The police chief and the bishop were thus at Solesmes at the same time. The fact that there were around six hundred of the laity present was a salutary indication to the police that the return of the monks was a homecoming, and the cause of profound rejoicing not only to the local community, but also further afield. The police chief spoke about the two communities to Dom Cozien, who assured him that the monks and nuns were intent on leading their quiet life of divine worship and study., which enabled that officer to write his report to the Prefect. Bishop Grente was aware that the next step was the crucial one: the Prefect would write to the Minister of the Interior in Paris. Everything depended on the style and content of the Prefect’s letter, so the Bishop asked for an early meeting with him. Recognising the seriously negative effects in France and beyond, of possible measures against the two communities, the Prefect drafted a letter which, while admitting that the communities were reassembling after their voluntary exile, stressed the fact that they had never been the subject of any formal intervention on the part of the civil authorities. The Prefect asserted that a request for authorisation might be expected shortly, an assertion which Mgr Grente had found it possible to countenance. In writing to the civil servants, who had been concerned about the quantities of household and church furnishings bound for his Department, the Prefect was courteously non-committal about taking matters further. In the end it was the cool determination of Dom Germain Cozien in following his clear perception of God’s will which carried the day. In more secular parlance, his success shows that fortune indeed favours the bold. There were some later moments of anxiety, as when the left wing parties won the elections of 1924, but with the passing of the years the presence of the monks came to be accepted.

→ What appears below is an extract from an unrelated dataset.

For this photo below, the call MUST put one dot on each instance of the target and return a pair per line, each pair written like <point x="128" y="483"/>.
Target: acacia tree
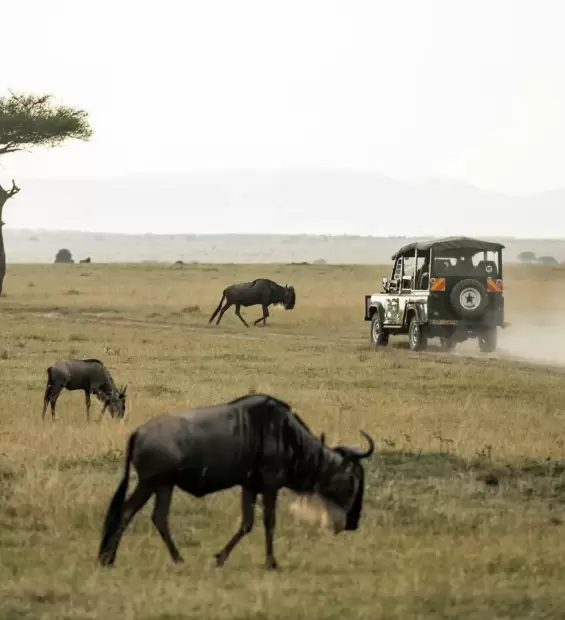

Their departure from the Island had not escaped the notice of the British press; the Times of August 29th 1922 reported: The Isle of Wight is on the point of losing what a not inconsiderable number of people had come to regard as one of its most picturesque attractions. The Benedictines are leaving Quarr Abbey, which lies a pleasant half hour’s walk from Ryde, and returning to their Mother House at Solesmes, in the Departement of the Sarthe.
In conclusion it is of interest to note that the legislation against religious orders remained on the statute book until the government of Marshal Petain granted them the right to exist in France by a law of April, 1942.